Jeroen Ruigrok van der Werven wrote:
-On [20080502 10:50], Steve Holden ([EMAIL PROTECTED]) wrote:
Groan. Then everyone else realizes what a "great idea" this is, and we see
~/Perl/, ~/Ruby/, ~/C# (that'll screw the Microsoft users, a directory with
a comment market in its name), ~/Lisp/ and the rest? I don't think people
would thank us for that in the long term.
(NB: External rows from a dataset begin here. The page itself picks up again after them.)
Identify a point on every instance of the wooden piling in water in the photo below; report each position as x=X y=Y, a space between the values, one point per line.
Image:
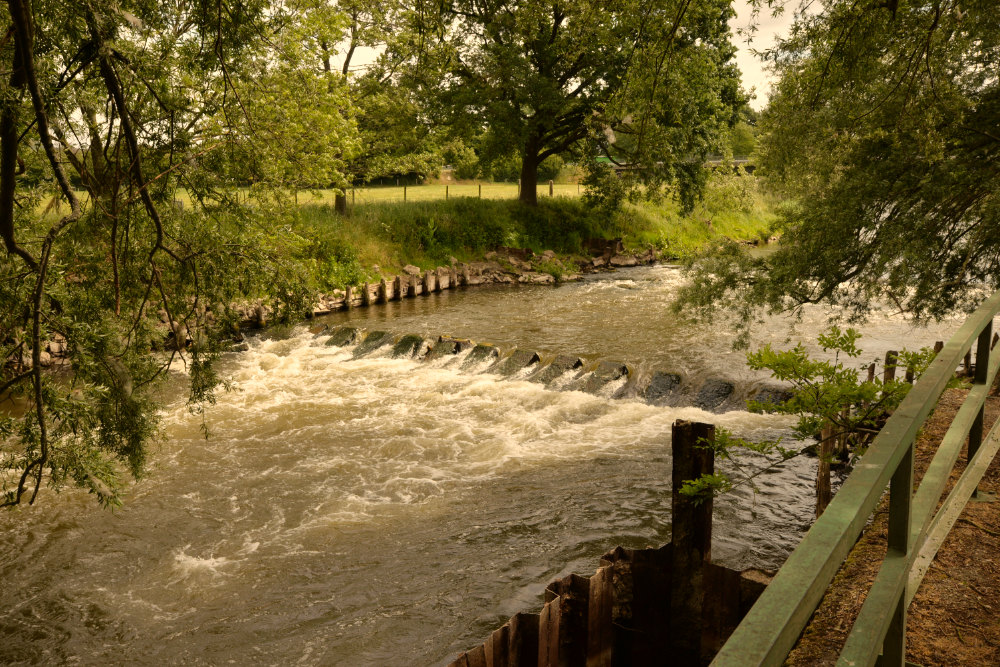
x=691 y=533
x=666 y=606
x=889 y=370
x=824 y=492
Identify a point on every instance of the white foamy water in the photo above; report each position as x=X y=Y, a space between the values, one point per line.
x=380 y=511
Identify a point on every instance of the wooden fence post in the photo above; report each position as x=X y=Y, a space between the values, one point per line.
x=823 y=487
x=692 y=539
x=889 y=372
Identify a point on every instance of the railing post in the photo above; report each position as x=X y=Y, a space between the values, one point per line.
x=900 y=501
x=982 y=371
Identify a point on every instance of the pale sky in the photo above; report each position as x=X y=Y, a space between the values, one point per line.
x=754 y=76
x=768 y=28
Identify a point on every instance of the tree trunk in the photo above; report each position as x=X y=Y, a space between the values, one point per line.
x=529 y=176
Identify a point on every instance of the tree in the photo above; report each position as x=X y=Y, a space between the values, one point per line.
x=883 y=135
x=650 y=83
x=147 y=103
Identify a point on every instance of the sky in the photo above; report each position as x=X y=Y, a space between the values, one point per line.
x=754 y=75
x=768 y=29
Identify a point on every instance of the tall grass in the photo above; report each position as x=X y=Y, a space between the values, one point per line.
x=341 y=250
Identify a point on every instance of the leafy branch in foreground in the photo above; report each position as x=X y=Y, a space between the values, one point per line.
x=833 y=402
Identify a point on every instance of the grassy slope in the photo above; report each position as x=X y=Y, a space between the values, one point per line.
x=426 y=231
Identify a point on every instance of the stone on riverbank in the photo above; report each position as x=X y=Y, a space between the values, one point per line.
x=560 y=366
x=410 y=345
x=713 y=393
x=517 y=361
x=482 y=355
x=660 y=386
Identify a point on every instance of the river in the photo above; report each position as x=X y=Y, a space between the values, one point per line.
x=379 y=511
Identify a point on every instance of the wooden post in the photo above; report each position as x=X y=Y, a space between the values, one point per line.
x=562 y=625
x=889 y=373
x=692 y=539
x=823 y=487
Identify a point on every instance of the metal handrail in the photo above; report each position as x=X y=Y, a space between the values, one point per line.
x=773 y=625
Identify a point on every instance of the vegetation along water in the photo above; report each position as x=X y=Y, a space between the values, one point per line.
x=165 y=165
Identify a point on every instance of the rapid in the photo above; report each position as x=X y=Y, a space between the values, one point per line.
x=380 y=511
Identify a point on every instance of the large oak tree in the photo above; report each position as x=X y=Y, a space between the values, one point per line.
x=883 y=132
x=649 y=83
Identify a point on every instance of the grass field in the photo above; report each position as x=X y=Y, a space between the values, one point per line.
x=385 y=194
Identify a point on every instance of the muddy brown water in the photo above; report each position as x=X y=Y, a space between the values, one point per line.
x=381 y=511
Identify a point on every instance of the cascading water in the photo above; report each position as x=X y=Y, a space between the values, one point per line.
x=380 y=511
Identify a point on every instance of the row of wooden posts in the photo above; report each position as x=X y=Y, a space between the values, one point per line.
x=407 y=286
x=661 y=606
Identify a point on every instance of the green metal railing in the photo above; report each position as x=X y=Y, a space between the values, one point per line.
x=772 y=627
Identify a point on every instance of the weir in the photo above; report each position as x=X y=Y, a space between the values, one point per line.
x=562 y=372
x=353 y=510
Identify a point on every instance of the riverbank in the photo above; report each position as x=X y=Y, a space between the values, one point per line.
x=952 y=620
x=373 y=241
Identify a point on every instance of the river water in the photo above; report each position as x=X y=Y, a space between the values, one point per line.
x=379 y=511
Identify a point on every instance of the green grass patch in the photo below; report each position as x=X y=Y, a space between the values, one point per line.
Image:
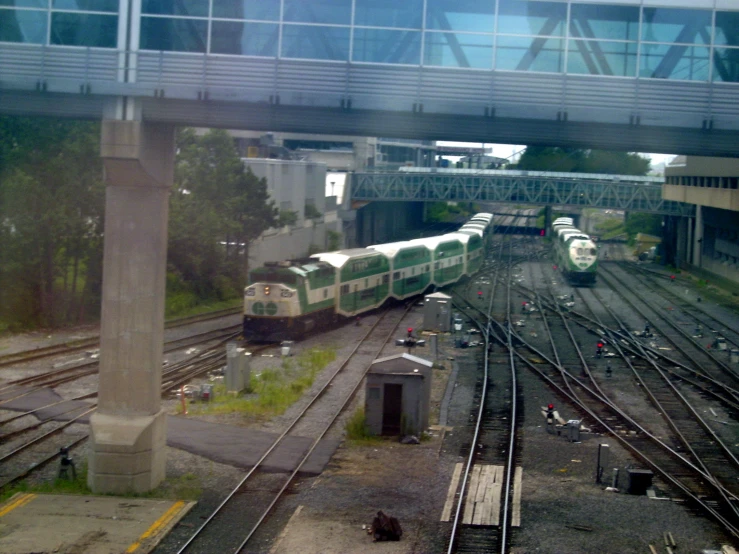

I'm +1 on just using $HOME/.local, but otherwise $HOME/.python makes sense
too. $HOME/.python.d doesn't do it for me, too clunky (and hardly used if I
look at my .files in $HOME).
I'd vote for $HOME/.local if asked. I agree with most, if not all, of
the arguments posted in favour of this, but would also like to point out
the XDG-basedir specification:
http://standards.freedesktop.org/basedir-spec/basedir-spec-0.6.html
This specification concerns where to put data files rather than
libraries, but the relevance here is that the default location to put
user-specific files according to it is in $HOME/.local/share
Whilst by no means universally followed, uptake amongst Gnome and GTK
applications seems to be rising - I certainly have a load of stuff in
.local/share/ without ever having configured anything away from the
Ubuntu install defaults. So, on Ubuntu computers at least, it seems
likely that a $HOME/.local/ directory will already exist, with the
beginnings of a unix style layout inside it.